Todo esse investimento e dedicação fazem muito sentido. O estado possui uma das matrizes energéticas mais limpas do mundo, com 55% de participação de energias limpas. O governo paulista assumiu, voluntariamente, em 2012, o compromisso de elevar essa porcentagem para 69% até 2020. O etanol e a bioeletricidade terão papel fundamental no alcance dessa meta.

São inegáveis os ganhos ambientais com o uso do etanol. A tecnologia flex-fuel trouxe tranquilidade para os consumidores. Atento às externalidades positivas do biocombustível, e à importância socioeconômica e ambiental do setor sucroenergético para São Paulo, o governador Geraldo Alckmin, em 2003, reduziu para 12% o ICMS do combustível na bomba, diretamente para o consumidor.

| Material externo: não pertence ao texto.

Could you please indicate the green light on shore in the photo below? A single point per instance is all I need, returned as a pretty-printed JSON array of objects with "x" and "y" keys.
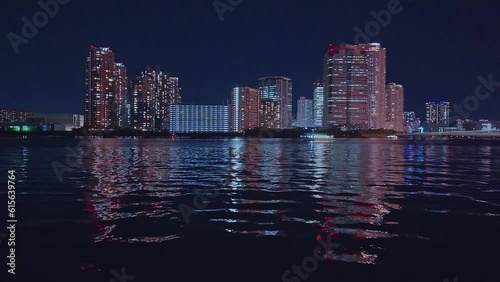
[
  {"x": 27, "y": 128},
  {"x": 15, "y": 128}
]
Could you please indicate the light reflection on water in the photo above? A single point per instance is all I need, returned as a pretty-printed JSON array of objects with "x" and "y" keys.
[{"x": 348, "y": 189}]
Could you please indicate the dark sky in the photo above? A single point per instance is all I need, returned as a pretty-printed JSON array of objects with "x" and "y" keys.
[{"x": 436, "y": 49}]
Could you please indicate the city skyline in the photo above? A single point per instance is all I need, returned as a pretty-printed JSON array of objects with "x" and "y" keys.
[{"x": 449, "y": 82}]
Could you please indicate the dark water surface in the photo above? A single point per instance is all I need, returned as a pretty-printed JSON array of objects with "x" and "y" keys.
[{"x": 379, "y": 210}]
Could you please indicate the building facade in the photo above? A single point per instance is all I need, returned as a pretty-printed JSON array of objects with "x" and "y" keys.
[
  {"x": 276, "y": 103},
  {"x": 245, "y": 108},
  {"x": 438, "y": 113},
  {"x": 153, "y": 91},
  {"x": 305, "y": 113},
  {"x": 411, "y": 122},
  {"x": 199, "y": 119},
  {"x": 376, "y": 59},
  {"x": 354, "y": 78},
  {"x": 318, "y": 99},
  {"x": 394, "y": 105},
  {"x": 345, "y": 78},
  {"x": 106, "y": 82}
]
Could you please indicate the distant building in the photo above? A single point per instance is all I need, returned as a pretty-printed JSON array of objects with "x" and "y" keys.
[
  {"x": 354, "y": 86},
  {"x": 276, "y": 102},
  {"x": 106, "y": 89},
  {"x": 305, "y": 112},
  {"x": 153, "y": 91},
  {"x": 12, "y": 115},
  {"x": 438, "y": 113},
  {"x": 394, "y": 104},
  {"x": 58, "y": 122},
  {"x": 376, "y": 60},
  {"x": 318, "y": 99},
  {"x": 245, "y": 108},
  {"x": 199, "y": 118},
  {"x": 481, "y": 125},
  {"x": 411, "y": 122}
]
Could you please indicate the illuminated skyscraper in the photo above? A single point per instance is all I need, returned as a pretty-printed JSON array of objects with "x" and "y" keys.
[
  {"x": 276, "y": 102},
  {"x": 412, "y": 123},
  {"x": 318, "y": 104},
  {"x": 304, "y": 112},
  {"x": 152, "y": 94},
  {"x": 438, "y": 113},
  {"x": 394, "y": 104},
  {"x": 346, "y": 76},
  {"x": 119, "y": 106},
  {"x": 245, "y": 108},
  {"x": 376, "y": 57},
  {"x": 105, "y": 90},
  {"x": 354, "y": 86}
]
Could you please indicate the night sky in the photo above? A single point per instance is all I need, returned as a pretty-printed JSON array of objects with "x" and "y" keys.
[{"x": 436, "y": 49}]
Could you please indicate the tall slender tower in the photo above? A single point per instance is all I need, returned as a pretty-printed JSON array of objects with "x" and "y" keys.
[
  {"x": 395, "y": 107},
  {"x": 276, "y": 94},
  {"x": 346, "y": 98},
  {"x": 152, "y": 94},
  {"x": 304, "y": 112},
  {"x": 245, "y": 108},
  {"x": 105, "y": 88},
  {"x": 119, "y": 106},
  {"x": 318, "y": 104}
]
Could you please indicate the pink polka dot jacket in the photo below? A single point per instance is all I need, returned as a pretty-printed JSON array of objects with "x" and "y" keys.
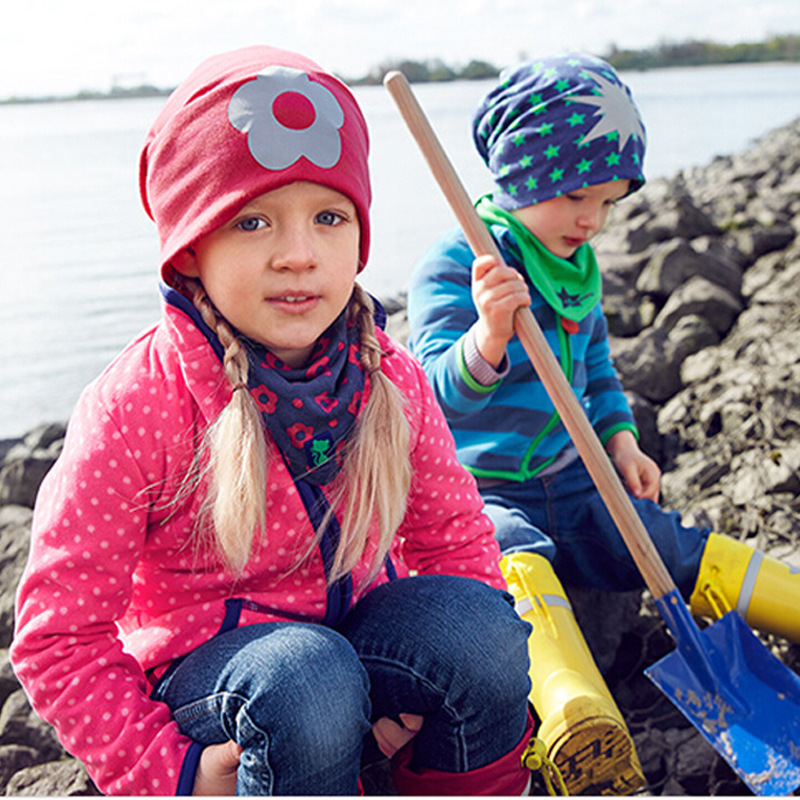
[{"x": 115, "y": 589}]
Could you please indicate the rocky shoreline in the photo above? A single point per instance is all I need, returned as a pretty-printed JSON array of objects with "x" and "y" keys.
[{"x": 700, "y": 275}]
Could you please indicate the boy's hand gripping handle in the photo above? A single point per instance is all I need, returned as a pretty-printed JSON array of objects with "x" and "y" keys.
[{"x": 597, "y": 462}]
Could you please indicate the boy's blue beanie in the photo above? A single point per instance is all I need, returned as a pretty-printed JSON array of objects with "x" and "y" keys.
[{"x": 558, "y": 124}]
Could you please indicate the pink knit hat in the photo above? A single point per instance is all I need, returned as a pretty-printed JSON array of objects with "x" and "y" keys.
[{"x": 244, "y": 123}]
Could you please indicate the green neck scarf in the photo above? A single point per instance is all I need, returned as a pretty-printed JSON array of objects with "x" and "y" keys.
[{"x": 572, "y": 288}]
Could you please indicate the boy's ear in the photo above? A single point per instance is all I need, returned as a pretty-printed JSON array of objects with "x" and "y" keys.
[{"x": 185, "y": 262}]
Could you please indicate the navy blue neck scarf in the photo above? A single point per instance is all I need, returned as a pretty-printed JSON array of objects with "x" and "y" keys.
[{"x": 311, "y": 411}]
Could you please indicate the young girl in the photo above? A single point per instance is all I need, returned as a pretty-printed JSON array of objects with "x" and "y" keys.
[{"x": 218, "y": 597}]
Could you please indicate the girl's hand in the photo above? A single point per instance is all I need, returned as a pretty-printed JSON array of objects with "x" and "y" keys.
[
  {"x": 639, "y": 472},
  {"x": 392, "y": 737},
  {"x": 216, "y": 772},
  {"x": 498, "y": 291}
]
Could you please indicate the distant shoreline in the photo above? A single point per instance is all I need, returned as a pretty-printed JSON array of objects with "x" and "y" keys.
[{"x": 666, "y": 55}]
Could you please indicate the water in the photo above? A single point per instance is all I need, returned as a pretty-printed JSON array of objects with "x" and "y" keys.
[{"x": 79, "y": 254}]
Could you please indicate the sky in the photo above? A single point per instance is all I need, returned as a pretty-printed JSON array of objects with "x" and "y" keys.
[{"x": 52, "y": 47}]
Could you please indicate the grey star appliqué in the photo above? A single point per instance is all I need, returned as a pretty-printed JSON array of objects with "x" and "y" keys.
[{"x": 617, "y": 113}]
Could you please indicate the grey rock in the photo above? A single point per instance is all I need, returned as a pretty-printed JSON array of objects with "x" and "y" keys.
[{"x": 700, "y": 280}]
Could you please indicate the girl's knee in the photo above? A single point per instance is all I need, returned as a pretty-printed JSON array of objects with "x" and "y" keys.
[{"x": 317, "y": 680}]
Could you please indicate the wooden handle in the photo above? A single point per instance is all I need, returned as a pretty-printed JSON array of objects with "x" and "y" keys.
[{"x": 594, "y": 456}]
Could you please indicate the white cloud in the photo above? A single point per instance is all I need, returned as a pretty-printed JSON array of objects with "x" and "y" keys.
[{"x": 52, "y": 46}]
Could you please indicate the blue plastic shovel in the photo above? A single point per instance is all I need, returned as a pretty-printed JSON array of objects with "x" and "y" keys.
[{"x": 743, "y": 700}]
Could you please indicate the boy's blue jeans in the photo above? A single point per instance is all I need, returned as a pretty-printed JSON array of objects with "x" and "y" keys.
[
  {"x": 563, "y": 517},
  {"x": 300, "y": 698}
]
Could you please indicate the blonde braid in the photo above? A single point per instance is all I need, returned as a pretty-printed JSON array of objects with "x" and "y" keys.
[
  {"x": 236, "y": 448},
  {"x": 377, "y": 466}
]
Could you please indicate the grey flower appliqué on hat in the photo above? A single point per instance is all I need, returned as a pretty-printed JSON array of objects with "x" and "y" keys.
[{"x": 287, "y": 116}]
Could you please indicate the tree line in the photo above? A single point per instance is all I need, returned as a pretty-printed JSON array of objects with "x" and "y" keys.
[{"x": 664, "y": 54}]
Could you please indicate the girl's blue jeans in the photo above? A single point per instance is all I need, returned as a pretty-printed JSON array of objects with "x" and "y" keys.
[
  {"x": 563, "y": 517},
  {"x": 300, "y": 698}
]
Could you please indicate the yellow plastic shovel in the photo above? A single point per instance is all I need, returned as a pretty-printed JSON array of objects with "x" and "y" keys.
[{"x": 743, "y": 700}]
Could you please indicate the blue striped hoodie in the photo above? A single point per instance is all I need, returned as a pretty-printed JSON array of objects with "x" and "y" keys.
[{"x": 507, "y": 430}]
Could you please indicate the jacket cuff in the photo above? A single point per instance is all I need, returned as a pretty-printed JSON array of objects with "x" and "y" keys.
[
  {"x": 477, "y": 366},
  {"x": 189, "y": 770}
]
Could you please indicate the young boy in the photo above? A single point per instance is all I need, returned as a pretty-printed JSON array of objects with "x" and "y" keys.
[{"x": 564, "y": 142}]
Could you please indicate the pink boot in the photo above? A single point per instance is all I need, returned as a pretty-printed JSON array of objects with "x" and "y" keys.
[{"x": 506, "y": 776}]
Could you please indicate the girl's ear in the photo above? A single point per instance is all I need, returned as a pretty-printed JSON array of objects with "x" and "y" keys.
[{"x": 185, "y": 262}]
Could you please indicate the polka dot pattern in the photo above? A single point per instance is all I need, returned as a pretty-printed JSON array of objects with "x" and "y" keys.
[{"x": 116, "y": 584}]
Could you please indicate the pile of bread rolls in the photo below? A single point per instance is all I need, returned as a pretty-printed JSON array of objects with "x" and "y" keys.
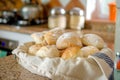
[{"x": 65, "y": 44}]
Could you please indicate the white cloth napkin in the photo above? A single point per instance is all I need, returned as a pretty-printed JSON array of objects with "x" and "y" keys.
[{"x": 96, "y": 67}]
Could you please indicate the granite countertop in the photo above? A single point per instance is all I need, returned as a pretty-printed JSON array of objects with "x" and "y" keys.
[{"x": 11, "y": 70}]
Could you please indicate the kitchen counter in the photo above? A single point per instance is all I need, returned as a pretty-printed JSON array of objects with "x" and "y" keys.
[
  {"x": 11, "y": 70},
  {"x": 24, "y": 29}
]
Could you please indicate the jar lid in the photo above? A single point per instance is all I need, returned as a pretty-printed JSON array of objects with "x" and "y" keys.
[
  {"x": 57, "y": 11},
  {"x": 76, "y": 11}
]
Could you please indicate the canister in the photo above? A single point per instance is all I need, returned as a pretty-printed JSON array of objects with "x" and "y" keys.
[
  {"x": 77, "y": 18},
  {"x": 57, "y": 18}
]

Essa medida foi, e continua sendo, um grande incentivo, que tem emprestado competitividade ao etanol nesse período de desastrosas intervenções federais no preço da gasolina. Importantes ganhos poderiam ser contabilizados para o setor se a medida fosse adotada por outros estados da federação. A cogeração de energia elétrica também se configura como um potencial negócio para as usinas de açúcar e etanol, além de ser uma importante fonte de energia limpa e renovável para a matriz energética paulista e brasileira.

Por essas razões, incentivos para a aquisição de equipamentos de cogeração também foram concedidos pelo governo paulista. No entanto mudanças estruturais no modelo dos leilões de energia atualmente praticados e avanços nas interligações entre as unidades geradoras e as redes de distribuição são necessários e urgentes para viabilizar novos investimentos.

As usinas signatárias do Protocolo Agroambiental, firmado entre o governo do estado e o setor, em 2007, processam mais de 340 milhões de toneladas de cana, e o bagaço é queimado nas caldeiras, produzindo 14.371 GWh. Desse total, 8.341 GWh são exportados pelas usinas para as concessionárias de energia. Isso corresponde a 22% do consumo residencial paulista anual.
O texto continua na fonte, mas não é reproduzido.